Si può fare?

di Giulio Manfredonia

 

Nel 1883 Paul Lafargue nel suo “Elogio alla pigrizia”, provocatoriamente, affermava: “Gli operai, cadendo nelle trappole della borghesia trionfante sono scesi addirittura al punto di proclamare come un principio rivoluzionario, il diritto al lavoro e spingendo la propria incoscienza fino a reclamarlo  con “ le armi in pugno “. Invece che il “diritto al lavoro”  occorrerebbe proclamare il “diritto alla pigrizia”. Il riferimento allo scritto di Lafargue, noto per aver sposato la figlia di Karl Marx, non è casuale e ed è risalito prepotentemente a galla dagli scantinati della mia memoria dopo aver visto “Si può fare”, pellicola di Giulio Manfredonia, ambientata, tra il 1981 ed il 1983 che narra di Nello, un sindacalista scomodo, mandato a dirigere la Cooperativa 180, composta da ex pazienti manicomiali. Dopo aver conquistato la loro fiducia, Nello li spinge a svolgere dei lavori ben retribuiti ed a mettere su un’impresa per la posa in opera del parquet. I matti si danno da fare conquistano una nicchia di mercato sempre maggiore e, dopo qualche (prevedibile e scontato) colpo di scena, sul finale partono, felici e festanti, per lastricare di legno i locali di una linea del metrò di Parigi. Ispirandosi a dei fatti reali, Manfredonia mette coraggiosamente in scena le vicende della cooperativa sociale Noncello di Pordenone ed andrebbe premiato per aver affrontato, seppur in maniera didascalica, il drammatico tema del disagio mentale, ai tempi dell’attuazione della Legge Basaglia.

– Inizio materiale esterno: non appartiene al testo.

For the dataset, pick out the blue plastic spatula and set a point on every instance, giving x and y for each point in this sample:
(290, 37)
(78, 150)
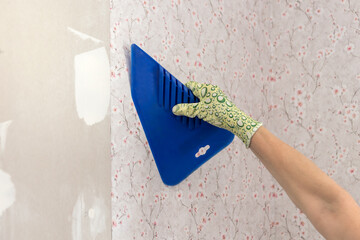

A parte la trama, zeppa di luoghi comuni sui folli e sulla pazzia, le spudorate citazioni a Qualcuno volò sul nido del cuculo e la banale contrapposizione tra lo psichiatra liberal e quello in camice che imbottisce di psicofarmaci i pazienti, quello che colpisce è l’ideologia sotterranea che sottende la pellicola; bandite ogni forma di psicoterapia, l’unica via per strappare gli ex ricoverati dalla follia è quella di impegnarli come forsennati nel lavoro, nel rispetto dei tempi e dei ritmi che lo spietato mercato impone loro.. “Non è il tema che è politico ma è il linguaggio cinematografico che scegli che lo determina” mi diceva Matteo Garrone nel corso di un’intervista. Manfredonia sposa Basaglia ed il movimento anti-psichiatrico ma compone un film di destra sia per come lo struttura visivamente (l’impaginazione è da fiction televisiva) ma soprattutto perchè sposa l’idea (capitalistica) che il lavoro guarisce dalla pazzia e rende tutti sani. Se i matti del suo film avessero proclamato, come Lafaugue, il “diritto alla pigrizia”, Si può fare non sarebbe diventata una favola più divertente, anarchica e rivoluzionaria?